Multiword synonyms in search using Querqy
There is one topic that gives even the toughest search engineers a headache, multi-word synonyms. There are some ways to sort of get a solution, one of them is a nice tool called Querqy. Querqy is created by René Kriegler.
The goal for this blog post is to introduce Querqy for Solr, give you an easy way to start experimenting using Docker. As a bonus, I’ll show you how to use another tool called SMUI, which is a graphical user interface to help you write the rules.
The past week I talked with a few people that were responsible for adding synonyms to their e-commerce search solution. It is an integration of an e-commerce platform and Solr 4.8.1. There are limitations due to the Solr version. Next to that, there are lots of constraints due to the integration with the e-commerce platform. I had to explain the multi-word synonyms problem to them. If you have not heard from this before and like to learn more about the technical side, check the references. The editors finally found a tool that they can use to influence results returned to users. But now I was telling them they could not use it, as they fixed one product search, but they broke numerous others. When thinking about a solution, I remembered the talk from Rene Kriegler about Querqy. Querqy is a query re-write tool that accepts lots of rules to specify what to re-write. I could not find a version that I could use for Solr 4.8.1. Still, I wanted to have a good look at Querqy.

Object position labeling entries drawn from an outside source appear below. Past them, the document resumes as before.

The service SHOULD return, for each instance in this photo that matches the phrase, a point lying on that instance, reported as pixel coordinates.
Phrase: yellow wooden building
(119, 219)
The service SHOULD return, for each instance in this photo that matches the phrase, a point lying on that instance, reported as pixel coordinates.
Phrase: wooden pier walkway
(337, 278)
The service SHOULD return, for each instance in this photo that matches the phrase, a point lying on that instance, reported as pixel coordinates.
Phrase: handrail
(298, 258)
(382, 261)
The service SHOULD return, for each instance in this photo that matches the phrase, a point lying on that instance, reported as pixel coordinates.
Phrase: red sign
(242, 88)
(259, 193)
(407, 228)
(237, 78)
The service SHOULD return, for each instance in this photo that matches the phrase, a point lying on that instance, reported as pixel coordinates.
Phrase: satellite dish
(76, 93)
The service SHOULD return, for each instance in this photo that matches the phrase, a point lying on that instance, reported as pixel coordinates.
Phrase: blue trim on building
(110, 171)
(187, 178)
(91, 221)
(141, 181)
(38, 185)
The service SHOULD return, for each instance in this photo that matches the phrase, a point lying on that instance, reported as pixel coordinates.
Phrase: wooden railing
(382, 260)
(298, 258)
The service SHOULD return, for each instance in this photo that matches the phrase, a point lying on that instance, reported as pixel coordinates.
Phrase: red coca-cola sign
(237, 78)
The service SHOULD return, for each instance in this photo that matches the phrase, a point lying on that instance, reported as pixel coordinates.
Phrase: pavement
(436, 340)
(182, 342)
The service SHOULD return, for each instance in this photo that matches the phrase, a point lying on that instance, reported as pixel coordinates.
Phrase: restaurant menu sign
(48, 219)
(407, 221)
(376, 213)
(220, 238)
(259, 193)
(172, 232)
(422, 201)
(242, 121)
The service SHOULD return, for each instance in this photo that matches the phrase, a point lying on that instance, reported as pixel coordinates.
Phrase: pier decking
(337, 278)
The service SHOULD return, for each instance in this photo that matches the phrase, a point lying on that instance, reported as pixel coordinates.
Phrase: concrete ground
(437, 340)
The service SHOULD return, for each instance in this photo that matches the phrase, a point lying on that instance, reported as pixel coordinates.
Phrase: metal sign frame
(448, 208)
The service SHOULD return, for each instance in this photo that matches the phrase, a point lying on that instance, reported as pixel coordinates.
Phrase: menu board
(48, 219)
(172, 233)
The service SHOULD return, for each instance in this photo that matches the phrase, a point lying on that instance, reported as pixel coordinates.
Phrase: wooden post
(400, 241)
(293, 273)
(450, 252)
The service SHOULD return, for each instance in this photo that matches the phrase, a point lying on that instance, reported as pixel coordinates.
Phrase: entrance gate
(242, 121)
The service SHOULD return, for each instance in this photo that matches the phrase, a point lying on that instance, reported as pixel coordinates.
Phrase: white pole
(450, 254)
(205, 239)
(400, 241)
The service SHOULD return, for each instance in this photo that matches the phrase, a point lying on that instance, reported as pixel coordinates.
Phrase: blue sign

Setting up the test environment using Docker
If you want to try this out yourself, checkout my github repo: https://github.com/jettro/querqy-tryout I don’t want this to be an extensive Docker tutorial. I use Docker to make some things more manageable. Querqy comes as a plugin to Solr, which is not hard to accomplish using Docker. You can download the jar by following the link on the querqy website. For convenience, I have included the specific version I use in the Github repository. First, we need to create our own Docker contain with the jar file for Querqy included. Second, we create a docker-compose with three containers. For SMUI, we need a MySQL database. We need Solr, and we need to SMUI container. Below you can see the Docker container configuration for the Querqy container.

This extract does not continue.